This is a version of the classic Light Rye from Bread by Jeffrey Hamelman – one of the April breads that the Mellow Baking group is making. It’s a very light rye, the sort of bread that you have with pastrami and pickles, a hint of caraway aroma from the seeds pressed into the top of the bread, none in the crumb of the bread itself. The rye element is all in the leaven. I used to think this sort of bread was english rye bread as it was the one that we had most often in London in my childhood.
My numbers:
250g rye leaven at 100 percent hydration (made with 1150 rye flour)

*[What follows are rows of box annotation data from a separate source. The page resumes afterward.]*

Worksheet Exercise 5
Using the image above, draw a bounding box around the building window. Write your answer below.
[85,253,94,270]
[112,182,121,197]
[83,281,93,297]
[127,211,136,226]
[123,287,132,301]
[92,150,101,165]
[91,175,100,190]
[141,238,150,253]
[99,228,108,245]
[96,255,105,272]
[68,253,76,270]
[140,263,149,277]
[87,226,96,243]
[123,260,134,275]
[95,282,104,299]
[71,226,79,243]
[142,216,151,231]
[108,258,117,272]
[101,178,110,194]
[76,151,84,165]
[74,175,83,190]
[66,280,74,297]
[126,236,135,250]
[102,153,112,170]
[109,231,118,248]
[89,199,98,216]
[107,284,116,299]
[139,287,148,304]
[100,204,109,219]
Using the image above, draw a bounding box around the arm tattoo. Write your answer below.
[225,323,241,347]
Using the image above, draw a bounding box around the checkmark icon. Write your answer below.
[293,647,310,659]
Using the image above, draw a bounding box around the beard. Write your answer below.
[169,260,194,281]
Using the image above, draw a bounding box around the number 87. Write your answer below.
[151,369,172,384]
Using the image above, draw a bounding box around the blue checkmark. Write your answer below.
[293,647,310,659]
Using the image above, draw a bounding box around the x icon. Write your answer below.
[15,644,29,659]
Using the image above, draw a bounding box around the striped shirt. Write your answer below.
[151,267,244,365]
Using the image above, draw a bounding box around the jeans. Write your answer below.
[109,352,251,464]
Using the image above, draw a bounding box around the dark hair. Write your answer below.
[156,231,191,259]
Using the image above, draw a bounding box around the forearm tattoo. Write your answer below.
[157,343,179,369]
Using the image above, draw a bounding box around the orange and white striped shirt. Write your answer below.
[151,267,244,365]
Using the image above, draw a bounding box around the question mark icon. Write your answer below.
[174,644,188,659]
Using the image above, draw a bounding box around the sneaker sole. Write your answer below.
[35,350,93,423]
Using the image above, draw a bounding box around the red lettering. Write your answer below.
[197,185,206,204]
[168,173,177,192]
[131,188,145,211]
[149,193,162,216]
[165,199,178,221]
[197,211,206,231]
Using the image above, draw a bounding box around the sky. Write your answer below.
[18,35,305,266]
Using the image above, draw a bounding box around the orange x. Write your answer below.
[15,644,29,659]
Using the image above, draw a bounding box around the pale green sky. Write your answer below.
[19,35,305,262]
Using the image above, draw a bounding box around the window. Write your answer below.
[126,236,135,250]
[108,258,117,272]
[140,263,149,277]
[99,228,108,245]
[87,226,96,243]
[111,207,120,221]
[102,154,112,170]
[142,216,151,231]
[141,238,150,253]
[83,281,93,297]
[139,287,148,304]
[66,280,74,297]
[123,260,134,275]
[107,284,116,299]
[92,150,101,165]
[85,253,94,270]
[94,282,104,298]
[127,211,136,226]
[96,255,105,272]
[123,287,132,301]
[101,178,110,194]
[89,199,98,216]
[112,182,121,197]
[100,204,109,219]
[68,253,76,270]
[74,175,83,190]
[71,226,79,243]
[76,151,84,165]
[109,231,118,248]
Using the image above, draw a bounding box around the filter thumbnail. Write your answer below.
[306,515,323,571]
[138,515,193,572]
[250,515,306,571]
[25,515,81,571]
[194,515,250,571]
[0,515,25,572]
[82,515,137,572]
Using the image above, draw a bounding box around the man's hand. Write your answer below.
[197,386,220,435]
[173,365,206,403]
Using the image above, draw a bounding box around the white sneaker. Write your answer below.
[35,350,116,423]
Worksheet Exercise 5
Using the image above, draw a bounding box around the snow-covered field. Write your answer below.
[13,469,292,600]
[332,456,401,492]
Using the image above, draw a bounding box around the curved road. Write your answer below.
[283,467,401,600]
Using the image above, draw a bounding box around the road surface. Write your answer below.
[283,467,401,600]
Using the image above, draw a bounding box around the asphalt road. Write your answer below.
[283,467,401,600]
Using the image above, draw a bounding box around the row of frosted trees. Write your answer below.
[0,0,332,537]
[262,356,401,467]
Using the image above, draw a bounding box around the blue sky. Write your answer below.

494g filtered water (I increased the amount by 10 percent as the white flour seems to require it in almost every recipe I have used it in)
5g fresh yeast
770g very strong white flour
17g fine sea salt
I forgot to add caraway seeds to the dough but you can add them of course, a tablespoon should be plenty.
I used some german type 1150 flour for the starter. If you are making it and you have a choice between light and dark rye, then I have made a version of this before using half light and half dark rye and another time I simply sieved some of the bran out of the very coarse rye flour that I had available. The recipe suggests medium rye. I usually bake with what I have in the house. Waitrose import Canadian red spring wheat flour and bag/brand it as very strong white flour and I have been using quite a lot of it recently. It gives phenomenal oven spring due to the high protein levels in the flour.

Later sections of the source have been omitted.